Bangkok, April 28 (Reuters): Outbreaks of SARS have peaked in Asia, except for China where it first emerged, the World Health Organisation (WHO) said today, offering a ray of hope that the deadly virus with no cure could be contained.

The comments by David Heymann, WHO’s chief of communicable diseases, lifted financial markets in Asia, where economies have been badly hit by the outbreaks over the past two months.

More encouraging news from the SARS battlefront, which has killed at least 326 people across the world, came from Vietnam, which today became the first infected country to be declared free of the virus.

Heymann said in Bangkok the spread of SARS had peaked in all countries known to have outbreaks, except China, which with 139 SARS deaths and more than 3,000 cases was the “unknown question” in the equation. “It seems that it has peaked in all places that we knew about on the 15th of March, except in China, and in China it’s on the increase, unfortunately,” said Heymann, in Bangkok to brief Asian leaders holding a meeting on SARS tomorrow.

The WHO issued a global alert on March 15 about SARS, which has infected 5,300 people in nearly 30 countries.

Asked if he was confident that the worldwide spread of SARS could be stopped, Heymann said: “No, we are not. We are hoping.”

“China is the key and it’s the unknown question in the whole formula, because if China cannot contain it, then it can’t be removed,” he said.

China reported today eight new deaths and 203 new cases taking the death toll to 139 and the cumulative number of cases to 3,106. While WHO offered a ray of optimism the disease was stabilising, Taiwan said it would close its borders to visitors from SARS-stricken China, Hong Kong, Canada and Singapore for two weeks and quarantine residents returning from those places.

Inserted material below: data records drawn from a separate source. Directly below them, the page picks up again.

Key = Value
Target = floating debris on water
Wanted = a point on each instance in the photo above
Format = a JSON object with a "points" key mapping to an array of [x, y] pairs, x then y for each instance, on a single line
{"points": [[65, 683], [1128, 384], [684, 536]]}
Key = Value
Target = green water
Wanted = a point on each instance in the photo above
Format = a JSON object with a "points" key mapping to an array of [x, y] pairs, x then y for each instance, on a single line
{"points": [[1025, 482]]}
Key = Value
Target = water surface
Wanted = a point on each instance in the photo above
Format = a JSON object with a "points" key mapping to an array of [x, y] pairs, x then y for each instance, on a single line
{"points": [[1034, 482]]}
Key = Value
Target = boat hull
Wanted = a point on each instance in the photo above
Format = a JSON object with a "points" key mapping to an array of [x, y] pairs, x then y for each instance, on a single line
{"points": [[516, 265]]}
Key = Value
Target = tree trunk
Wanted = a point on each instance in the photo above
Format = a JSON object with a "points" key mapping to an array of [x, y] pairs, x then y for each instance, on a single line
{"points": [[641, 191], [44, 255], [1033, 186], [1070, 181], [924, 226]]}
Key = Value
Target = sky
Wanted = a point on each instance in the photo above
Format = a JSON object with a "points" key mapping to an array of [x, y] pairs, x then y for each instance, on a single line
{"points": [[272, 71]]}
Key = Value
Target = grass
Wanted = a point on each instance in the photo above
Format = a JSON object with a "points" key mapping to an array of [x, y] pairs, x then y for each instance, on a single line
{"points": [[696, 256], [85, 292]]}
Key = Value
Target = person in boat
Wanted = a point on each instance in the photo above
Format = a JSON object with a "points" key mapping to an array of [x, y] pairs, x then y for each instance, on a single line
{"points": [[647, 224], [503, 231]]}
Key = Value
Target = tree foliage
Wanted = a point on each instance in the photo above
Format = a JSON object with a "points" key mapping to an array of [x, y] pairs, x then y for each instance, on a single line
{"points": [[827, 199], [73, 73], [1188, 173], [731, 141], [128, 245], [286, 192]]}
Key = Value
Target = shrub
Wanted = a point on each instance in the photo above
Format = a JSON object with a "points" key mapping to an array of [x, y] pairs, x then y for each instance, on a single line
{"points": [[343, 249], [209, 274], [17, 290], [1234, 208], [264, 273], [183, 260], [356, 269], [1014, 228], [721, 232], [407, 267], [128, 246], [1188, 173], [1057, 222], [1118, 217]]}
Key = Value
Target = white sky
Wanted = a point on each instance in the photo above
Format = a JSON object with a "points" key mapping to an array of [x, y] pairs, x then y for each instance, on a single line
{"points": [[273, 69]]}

And SARS apparently claimed its first victim in another Asian country. A man classified as a probable SARS case has died in Indonesia, a health official said, the first such death reported in the world’s fourth most populous nation. Hong Kong said today SARS killed another five people. But there were only 14 new cases, lower than the daily average of 20 to 30 reported in the past few weeks.

Roche test

In Zurich, Swiss healthcare group Roche Holding AG said today it aims to launch a reliable diagnostic test for the SARS virus by the end of July, in a move that could help curb the spread of the killer disease.

“We are developing now a SARS-specific test. We believe this will be developed by the middle of June and will be on the market by the end of July,” Alexander Klauser, spokesman for the world’s biggest diagnostics company, said.

The WHO hailed the news as a welcome step forward in what has turned out to be a search more difficult than first imagined for reliable, large-scale tests that can quickly detect Severe Acute Respiratory Syndrome.

”They are absolutely essential in controlling these outbreaks,” WHO spokesman Dick Thompson said.

”They are a way of identifying quickly who is infected and needs to be isolated from perhaps thousands of people who are not infected but who are in isolation or quarantine,” he said.

Tests can also give health authorities insight into when patients are most infectious and the best time to administer drugs, he said.

SARS has killed at least 327 people and infected more than 5,000 since it broke out in China's Guangdong province late last year and then spread to dozens of countries.

SARS kills about six percent of the people it infects and has no known cure. An official from the WHO said on Saturday it might take years to find a vaccine.

The WHO in Geneva said Vietnam, which has had 63 infections including the deaths of five medical workers, was now free of the virus after the last reported case on April 8.

”Vietnam will come off the list today,” said WHO spokesman Dick Thompson, confirming an earlier statement by Vietnam's health ministry.


Heymann said there were a lot of things scientists and doctors needed to learn about the virus before its spread could be brought under control.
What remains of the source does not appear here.